Creating a Task Database

Databases are standard objects in Janus. They can be used for anything, but one of the most common usages is a task-database, describing the recordings of the task, giving all the needed information about every utterance. In our example, we have a file ../data/transcripts which contains the most essential information about the task's utterances, namely an utterance ID and a transcription. In the WSJ task the utterance ID consists of eight characters SSSTRRUU with the following meanings:

SSS three characters speaker ID
T type of utterance (a=adaptation, c=regular, o=verbalized punctuation)
RR ID of the speakers recording session
UU ID of the utterance within the recording session

Other tasks can be organized in a different way. So you'll have to figure out yourself what is the best way to structure your data into a Janus database.

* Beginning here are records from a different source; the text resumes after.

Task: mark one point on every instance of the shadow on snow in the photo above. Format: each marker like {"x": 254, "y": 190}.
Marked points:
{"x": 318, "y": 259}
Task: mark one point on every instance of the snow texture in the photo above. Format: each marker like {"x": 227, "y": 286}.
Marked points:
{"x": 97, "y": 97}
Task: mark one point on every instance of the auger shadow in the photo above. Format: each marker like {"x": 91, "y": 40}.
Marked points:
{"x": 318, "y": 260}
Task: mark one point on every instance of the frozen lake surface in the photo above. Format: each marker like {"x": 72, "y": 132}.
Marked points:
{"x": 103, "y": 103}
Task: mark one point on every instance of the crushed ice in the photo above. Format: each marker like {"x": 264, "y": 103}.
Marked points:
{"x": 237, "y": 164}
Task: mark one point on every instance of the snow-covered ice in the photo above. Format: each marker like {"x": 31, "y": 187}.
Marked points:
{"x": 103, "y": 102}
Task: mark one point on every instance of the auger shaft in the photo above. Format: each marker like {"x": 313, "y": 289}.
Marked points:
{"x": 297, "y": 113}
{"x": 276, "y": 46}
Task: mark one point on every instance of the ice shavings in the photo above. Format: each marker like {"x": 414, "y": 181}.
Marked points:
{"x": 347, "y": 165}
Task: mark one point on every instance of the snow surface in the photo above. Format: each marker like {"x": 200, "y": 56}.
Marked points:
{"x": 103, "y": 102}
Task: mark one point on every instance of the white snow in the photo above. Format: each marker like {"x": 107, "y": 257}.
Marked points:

In our example the follwing line will create a script that can produce a Janus database (the line is tuncated for your reading convenience, but should be entered as a whole):

  cat ../data/transcripts | perl -pe 's/(...)(.)(..)(..)\t(.*)/
	      dbase add $1$2$3$4 {{text $5} {s $1} {t $2} {r $3} {u $4}}/g' > dbase.src
The following lines, entered into Janus will create the Janus-readable database files, a file named dbase.dat which contains the data of the database, and a file dbase.idx which contains information for random access to the data.
  % DBase dbase
  % dbase configure -hashSizeX 8
  % dbase open dbase.dat dbase.idx -mode rwc
  % source dbase.src 
  % dbase close
After that you can restart Janus and have a look at the dbase with:
  % DBase dbase
  % dbase open dbase.dat dbase.idx -mode r
  % dbase get 40mc020p
Refer to the documentation of the database module for further details about how to create and use databases.

Defining a Training Set and a Test Set

You know that you should use a cross-validation set for developing a recognizer and report the results on a test set that has never been seen before. But this is not a tutorial on how to do proper research, only on how to use Janus. So we will split our 126 sentences into jsut two junks, a training set of 100, and a test set of 26 sentences. We do:
	cut -f1 ../data/transcripts | head -100 > trainIDs
	cut -f1 ../data/transcripts | tail +101 > testIDs
to create two files, one that contains the utterance IDs of the training set one that contains the utterance IDs of the test set.